The sinking of HMS HAWKE: One of the greatest single losses of Royal Navy sailors from Ulster with 49 Ulstermen lost to just one U-boat
During the week when the Royal Navy traditionally remembers the Immortal Memory of Admiral Nelson and his final victory at the Battle of Trafalgar in 1805, it is worth pausing to reflect on the centenary of a naval incident that had a significant impact on so many Ulster families, the sinking of HMS Hawke
. One of the greatest single losses of Royal Navy sailors from Ulster, this incident occurred on the 15th October 1914
when the German Submarine U-9 which was patrolling the North Sea came across two British Cruisers HMS Hawke
and her sister ship HMS Theseus
Under the command of German hero Commander Weddigen, U-9 fired on the British ships.
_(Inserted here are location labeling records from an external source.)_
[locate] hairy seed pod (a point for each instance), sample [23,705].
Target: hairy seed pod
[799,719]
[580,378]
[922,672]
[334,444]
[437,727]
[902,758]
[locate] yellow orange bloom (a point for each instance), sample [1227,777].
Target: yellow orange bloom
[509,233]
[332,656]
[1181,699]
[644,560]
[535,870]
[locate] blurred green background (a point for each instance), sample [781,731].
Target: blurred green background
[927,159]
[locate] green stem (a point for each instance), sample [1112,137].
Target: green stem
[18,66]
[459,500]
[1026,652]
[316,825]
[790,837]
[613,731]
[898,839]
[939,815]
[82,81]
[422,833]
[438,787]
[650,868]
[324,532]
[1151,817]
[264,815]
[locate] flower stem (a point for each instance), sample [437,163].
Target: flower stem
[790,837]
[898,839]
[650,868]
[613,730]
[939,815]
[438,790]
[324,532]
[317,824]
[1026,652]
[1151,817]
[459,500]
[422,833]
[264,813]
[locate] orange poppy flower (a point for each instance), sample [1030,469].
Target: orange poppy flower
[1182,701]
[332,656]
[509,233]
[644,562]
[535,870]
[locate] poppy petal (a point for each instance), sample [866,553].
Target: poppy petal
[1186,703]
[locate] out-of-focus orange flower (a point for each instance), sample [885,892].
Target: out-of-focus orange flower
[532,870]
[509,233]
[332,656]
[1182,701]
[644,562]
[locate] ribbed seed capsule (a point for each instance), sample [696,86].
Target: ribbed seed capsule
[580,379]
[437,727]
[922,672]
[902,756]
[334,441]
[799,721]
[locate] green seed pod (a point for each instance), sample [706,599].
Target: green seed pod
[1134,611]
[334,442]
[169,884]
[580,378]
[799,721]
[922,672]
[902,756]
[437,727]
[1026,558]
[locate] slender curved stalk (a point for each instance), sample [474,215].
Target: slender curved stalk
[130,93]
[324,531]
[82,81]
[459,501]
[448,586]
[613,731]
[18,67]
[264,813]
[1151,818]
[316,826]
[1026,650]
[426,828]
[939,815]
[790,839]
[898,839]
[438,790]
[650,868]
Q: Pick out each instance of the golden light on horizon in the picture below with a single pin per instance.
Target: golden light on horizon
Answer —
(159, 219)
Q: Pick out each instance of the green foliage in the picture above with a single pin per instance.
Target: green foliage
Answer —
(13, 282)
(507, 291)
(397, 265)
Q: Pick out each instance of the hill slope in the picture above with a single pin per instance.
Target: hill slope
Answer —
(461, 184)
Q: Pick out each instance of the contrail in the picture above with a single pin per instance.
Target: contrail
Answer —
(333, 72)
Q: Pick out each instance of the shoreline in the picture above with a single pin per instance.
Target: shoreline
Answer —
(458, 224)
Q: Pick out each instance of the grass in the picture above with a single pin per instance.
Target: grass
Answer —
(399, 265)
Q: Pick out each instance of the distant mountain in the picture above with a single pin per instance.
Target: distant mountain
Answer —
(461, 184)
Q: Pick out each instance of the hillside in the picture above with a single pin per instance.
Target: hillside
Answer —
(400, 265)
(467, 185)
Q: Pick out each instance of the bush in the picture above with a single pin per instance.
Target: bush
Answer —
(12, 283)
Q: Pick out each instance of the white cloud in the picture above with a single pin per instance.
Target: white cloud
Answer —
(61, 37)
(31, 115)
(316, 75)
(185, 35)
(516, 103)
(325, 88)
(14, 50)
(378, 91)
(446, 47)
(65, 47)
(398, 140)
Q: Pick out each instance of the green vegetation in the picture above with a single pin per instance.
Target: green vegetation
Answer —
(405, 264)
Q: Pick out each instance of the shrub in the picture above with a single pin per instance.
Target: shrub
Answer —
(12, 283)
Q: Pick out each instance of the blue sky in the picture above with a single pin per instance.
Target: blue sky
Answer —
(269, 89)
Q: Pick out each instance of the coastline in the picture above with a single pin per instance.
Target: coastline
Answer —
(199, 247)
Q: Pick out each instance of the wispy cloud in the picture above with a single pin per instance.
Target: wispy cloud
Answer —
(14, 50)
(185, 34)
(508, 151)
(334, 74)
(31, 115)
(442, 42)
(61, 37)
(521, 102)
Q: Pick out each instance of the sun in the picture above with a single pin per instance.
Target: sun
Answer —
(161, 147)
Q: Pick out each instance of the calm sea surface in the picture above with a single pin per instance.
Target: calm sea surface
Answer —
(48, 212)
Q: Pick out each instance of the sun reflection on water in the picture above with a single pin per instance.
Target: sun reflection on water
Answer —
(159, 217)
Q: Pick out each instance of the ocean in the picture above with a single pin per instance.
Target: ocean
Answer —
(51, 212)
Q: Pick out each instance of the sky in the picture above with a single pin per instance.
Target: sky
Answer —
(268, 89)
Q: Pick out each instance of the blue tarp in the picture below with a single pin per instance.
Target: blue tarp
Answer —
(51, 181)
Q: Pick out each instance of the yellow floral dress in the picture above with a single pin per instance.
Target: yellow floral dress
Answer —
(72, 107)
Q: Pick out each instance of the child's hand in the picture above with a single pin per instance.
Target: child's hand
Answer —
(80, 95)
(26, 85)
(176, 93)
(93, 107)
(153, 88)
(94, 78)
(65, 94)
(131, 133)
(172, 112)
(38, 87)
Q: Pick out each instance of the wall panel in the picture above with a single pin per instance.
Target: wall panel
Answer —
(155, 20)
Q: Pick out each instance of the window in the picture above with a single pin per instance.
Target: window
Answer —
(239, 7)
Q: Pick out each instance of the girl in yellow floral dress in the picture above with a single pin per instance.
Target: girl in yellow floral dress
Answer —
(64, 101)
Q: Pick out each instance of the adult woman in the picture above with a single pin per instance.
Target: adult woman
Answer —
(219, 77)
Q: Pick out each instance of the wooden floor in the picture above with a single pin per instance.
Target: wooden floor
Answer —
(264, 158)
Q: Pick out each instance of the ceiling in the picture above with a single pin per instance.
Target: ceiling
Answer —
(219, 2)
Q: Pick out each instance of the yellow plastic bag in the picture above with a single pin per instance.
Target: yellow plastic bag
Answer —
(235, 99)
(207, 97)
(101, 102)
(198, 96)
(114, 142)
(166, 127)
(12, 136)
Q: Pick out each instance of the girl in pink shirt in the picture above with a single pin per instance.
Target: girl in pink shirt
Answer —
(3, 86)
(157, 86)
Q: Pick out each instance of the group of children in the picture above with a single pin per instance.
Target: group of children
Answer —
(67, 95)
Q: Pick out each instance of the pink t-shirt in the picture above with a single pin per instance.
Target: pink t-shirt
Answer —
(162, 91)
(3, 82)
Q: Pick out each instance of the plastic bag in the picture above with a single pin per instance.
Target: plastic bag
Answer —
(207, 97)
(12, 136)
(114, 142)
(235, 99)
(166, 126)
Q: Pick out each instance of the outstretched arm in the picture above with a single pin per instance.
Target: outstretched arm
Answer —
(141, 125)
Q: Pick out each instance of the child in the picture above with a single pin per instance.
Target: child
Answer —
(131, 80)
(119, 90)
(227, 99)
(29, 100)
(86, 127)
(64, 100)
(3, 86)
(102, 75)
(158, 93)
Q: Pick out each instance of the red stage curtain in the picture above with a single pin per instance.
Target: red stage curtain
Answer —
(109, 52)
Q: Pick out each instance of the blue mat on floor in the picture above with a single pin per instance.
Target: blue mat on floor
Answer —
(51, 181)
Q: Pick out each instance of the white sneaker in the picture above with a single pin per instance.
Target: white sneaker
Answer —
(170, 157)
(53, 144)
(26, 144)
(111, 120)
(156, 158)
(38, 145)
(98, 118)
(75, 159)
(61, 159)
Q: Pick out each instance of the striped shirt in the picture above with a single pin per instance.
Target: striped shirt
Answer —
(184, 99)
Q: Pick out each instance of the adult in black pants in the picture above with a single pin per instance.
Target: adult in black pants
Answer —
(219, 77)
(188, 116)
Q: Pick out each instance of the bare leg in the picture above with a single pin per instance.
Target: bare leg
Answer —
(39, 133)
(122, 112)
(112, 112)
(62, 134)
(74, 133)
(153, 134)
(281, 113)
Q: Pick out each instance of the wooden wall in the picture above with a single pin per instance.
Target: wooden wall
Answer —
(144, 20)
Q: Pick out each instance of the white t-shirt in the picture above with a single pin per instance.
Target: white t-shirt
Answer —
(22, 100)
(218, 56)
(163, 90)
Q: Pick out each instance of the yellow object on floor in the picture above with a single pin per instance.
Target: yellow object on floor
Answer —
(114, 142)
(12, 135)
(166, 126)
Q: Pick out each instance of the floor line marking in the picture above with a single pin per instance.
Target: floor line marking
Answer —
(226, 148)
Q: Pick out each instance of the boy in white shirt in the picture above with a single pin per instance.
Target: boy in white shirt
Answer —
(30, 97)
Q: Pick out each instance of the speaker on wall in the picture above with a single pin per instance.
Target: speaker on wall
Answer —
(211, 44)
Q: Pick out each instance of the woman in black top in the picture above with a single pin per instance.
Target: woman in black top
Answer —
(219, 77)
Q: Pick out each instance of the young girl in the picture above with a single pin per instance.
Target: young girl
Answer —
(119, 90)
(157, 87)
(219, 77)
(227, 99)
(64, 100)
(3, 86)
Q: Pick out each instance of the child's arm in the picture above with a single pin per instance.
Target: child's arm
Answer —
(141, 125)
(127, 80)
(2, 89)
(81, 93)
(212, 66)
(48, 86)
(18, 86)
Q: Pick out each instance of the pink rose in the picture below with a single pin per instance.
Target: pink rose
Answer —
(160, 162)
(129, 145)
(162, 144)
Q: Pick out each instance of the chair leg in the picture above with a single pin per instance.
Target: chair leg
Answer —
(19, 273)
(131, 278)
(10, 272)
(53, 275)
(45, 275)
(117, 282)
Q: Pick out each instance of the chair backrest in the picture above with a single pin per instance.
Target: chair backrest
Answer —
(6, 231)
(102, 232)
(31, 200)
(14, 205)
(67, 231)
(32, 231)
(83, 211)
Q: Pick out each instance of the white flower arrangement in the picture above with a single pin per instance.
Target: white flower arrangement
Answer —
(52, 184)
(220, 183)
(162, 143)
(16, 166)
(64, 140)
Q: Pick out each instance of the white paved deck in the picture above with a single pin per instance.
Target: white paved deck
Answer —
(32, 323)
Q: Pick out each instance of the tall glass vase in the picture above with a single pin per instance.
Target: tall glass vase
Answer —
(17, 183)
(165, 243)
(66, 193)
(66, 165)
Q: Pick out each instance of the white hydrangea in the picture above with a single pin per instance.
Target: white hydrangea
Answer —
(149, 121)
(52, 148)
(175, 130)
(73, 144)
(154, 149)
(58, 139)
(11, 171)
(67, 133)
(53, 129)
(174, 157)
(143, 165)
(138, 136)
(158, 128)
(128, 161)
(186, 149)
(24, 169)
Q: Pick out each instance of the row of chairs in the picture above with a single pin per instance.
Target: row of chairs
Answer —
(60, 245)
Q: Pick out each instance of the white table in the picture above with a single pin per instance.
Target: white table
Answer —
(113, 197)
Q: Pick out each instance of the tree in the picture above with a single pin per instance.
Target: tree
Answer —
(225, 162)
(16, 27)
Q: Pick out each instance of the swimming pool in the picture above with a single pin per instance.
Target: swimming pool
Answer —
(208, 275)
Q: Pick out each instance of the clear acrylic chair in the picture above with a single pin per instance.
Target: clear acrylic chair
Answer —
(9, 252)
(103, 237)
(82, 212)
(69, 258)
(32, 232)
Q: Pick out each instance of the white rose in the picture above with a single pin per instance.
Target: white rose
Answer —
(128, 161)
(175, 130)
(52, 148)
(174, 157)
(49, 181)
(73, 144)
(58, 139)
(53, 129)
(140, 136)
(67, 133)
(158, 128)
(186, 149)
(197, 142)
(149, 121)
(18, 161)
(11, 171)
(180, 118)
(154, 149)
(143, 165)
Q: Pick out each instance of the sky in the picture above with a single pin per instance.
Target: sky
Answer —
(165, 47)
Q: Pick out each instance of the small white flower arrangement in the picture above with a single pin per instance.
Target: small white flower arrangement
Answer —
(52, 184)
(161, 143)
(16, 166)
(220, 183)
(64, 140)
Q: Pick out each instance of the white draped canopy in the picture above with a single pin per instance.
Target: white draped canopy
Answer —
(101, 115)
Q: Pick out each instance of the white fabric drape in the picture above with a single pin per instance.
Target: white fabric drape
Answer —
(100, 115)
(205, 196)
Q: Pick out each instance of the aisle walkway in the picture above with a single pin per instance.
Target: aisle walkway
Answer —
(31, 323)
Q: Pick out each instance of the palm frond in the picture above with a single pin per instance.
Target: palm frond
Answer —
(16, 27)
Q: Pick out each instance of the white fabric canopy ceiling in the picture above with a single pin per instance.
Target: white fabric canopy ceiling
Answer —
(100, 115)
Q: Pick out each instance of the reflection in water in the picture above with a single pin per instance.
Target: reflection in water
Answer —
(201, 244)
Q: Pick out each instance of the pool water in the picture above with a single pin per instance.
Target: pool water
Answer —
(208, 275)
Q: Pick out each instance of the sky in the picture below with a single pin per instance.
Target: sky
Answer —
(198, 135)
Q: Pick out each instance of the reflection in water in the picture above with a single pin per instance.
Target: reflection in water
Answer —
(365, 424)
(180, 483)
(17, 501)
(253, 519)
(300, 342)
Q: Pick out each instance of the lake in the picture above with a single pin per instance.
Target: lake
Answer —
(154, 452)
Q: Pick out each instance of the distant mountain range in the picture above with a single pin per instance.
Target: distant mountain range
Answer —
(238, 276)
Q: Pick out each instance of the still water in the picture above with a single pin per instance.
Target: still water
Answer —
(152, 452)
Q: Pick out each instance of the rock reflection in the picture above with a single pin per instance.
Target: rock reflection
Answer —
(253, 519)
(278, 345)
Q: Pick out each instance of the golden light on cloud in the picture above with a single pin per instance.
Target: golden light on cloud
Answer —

This was the same German submarine which had caused the deaths of almost 1500 British seamen only 3 weeks earlier with the torpedoing of the ‘Livebait Squadron’
. The submarine's first torpedo hit HMS Hawke
, igniting a magazine and causing a tremendous explosion which ripped much of the ship apart. Hawke sank in a few minutes with the loss of her Commander and 523 men. Only 74 men were saved.
Sailors from Ulster lost on Hawke included the tragic loss of three fathers-to-be, leaving pregnant wives to fend for themselves throughout the difficult war years.
-Leading Stoker Joyce Power left young twins and a pregnant wife in Ballymena. His daughter Margaret Hawke Power named after the ship he was killed on.
-Also drowned was Able Seaman Albert Patterson Wilson whose first daughter Frances was born only 4 weeks later on 14 November.
-Mariette Isabella Donald was born at the end of 1914, her father Martie Donald not returning to Carrickfergus to meet his newborn daughter.
-The Gorman siblings from Clifton Park in Belfast lost one brother, Charles on HMS Pathfinder in September only to hear of the death of another brother, Able Seaman James Toland Gorman, only one month later on HMS Hawke.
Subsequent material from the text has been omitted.